A 2021 Film Journey: Day 57

Do you ever decide you need to take a quick nap, so you set an alarm for 40 minutes and then next thing you know four hours have gone by? Well anyway, it’s almost midnight and I’ve only watched one film, so despite my best effort tonight is going to be another short entry. Thankfully tomorrow is the weekend and I have no work obligations, so expect a longer post tomorrow.

Daughters of the Dust (1991, Dir. Julie Dash)
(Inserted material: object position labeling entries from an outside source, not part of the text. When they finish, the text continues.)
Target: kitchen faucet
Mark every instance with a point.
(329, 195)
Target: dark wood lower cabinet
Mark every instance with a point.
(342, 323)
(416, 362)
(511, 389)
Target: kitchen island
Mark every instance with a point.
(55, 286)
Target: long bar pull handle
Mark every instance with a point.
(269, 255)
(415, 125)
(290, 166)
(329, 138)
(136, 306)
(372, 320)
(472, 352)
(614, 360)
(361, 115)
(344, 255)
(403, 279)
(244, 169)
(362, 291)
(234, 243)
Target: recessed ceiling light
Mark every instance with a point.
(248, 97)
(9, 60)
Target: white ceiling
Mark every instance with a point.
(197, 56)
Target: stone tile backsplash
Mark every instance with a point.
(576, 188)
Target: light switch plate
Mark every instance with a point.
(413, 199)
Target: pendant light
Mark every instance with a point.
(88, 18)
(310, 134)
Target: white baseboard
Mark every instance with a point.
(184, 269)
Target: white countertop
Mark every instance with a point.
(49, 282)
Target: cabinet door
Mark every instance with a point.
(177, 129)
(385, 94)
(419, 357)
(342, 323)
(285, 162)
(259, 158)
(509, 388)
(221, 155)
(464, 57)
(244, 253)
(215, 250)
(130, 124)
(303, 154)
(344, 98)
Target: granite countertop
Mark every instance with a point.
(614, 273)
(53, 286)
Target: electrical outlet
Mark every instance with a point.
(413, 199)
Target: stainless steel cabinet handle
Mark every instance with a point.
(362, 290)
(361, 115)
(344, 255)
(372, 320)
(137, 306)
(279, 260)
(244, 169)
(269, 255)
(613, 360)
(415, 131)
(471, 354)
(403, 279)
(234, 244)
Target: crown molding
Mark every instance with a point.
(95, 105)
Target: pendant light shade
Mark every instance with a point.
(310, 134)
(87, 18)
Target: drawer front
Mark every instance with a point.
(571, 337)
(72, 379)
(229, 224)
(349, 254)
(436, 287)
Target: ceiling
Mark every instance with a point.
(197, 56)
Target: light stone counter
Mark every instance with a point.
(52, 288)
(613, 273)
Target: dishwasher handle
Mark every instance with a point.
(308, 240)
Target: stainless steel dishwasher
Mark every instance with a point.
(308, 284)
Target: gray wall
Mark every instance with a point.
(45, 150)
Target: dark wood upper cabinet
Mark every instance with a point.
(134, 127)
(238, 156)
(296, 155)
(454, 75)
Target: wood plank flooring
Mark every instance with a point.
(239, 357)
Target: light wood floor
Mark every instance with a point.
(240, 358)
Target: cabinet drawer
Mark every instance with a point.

I Am the First and the Last”: Julie Dash's DAUGHTERS OF THE DUST | by Bryn  Mawr Film Institute | Medium

I worry a little that my brain only being half awake for this film may have hampered some of my enjoyment of the film. Make no mistake, I both liked this film and think it was quite good, but there were some parts that left me a little confused. Much of that is likely due to the scope of the film. It follows many different characters, some of whose plot points are only tangentially related. That combined with the thick creole accent throughout was a lot to ask of my exhausted brain tonight.
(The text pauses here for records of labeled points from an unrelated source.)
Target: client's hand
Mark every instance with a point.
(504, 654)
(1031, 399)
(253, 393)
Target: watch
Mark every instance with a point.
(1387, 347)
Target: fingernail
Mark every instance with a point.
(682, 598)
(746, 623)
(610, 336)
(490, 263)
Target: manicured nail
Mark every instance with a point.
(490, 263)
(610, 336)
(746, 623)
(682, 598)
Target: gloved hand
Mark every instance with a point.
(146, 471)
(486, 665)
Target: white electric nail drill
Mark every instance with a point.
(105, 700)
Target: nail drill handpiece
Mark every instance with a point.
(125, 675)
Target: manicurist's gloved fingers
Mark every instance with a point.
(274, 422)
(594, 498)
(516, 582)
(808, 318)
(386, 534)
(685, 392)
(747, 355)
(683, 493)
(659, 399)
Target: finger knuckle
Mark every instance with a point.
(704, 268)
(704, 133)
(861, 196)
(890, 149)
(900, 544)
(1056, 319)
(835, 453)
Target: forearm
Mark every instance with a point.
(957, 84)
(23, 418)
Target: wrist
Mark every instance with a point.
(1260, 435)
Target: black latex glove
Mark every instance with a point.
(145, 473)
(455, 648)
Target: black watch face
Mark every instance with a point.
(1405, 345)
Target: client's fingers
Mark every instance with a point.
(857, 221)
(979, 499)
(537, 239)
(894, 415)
While my exhaustion may have gotten prevented me from appreciating Daughters of the Dust as much as I could, I still enjoyed it plenty despite my tired stupor. What stands out the most is the striking beauty of the film. The film has a warm hue that makes each character pop when on screen. The women’s primarily white clothing pops throughout even when the characters are covered in dirt from the work they do on the island. From a thematic standpoint, I really appreciated what director Julie Dash managed to do with the concept of family. Yellow Mary (Barbarao) has been outcast by her family, but she still feels a connection to them. Conversely, the matriarch Nana (Cora Lee Day) is well loved, but prepares to say goodbye to her family as they all leave her behind on the island where they all lived. Every interaction in the film comes back to the family dynamic and how nothing is straightforward or easy.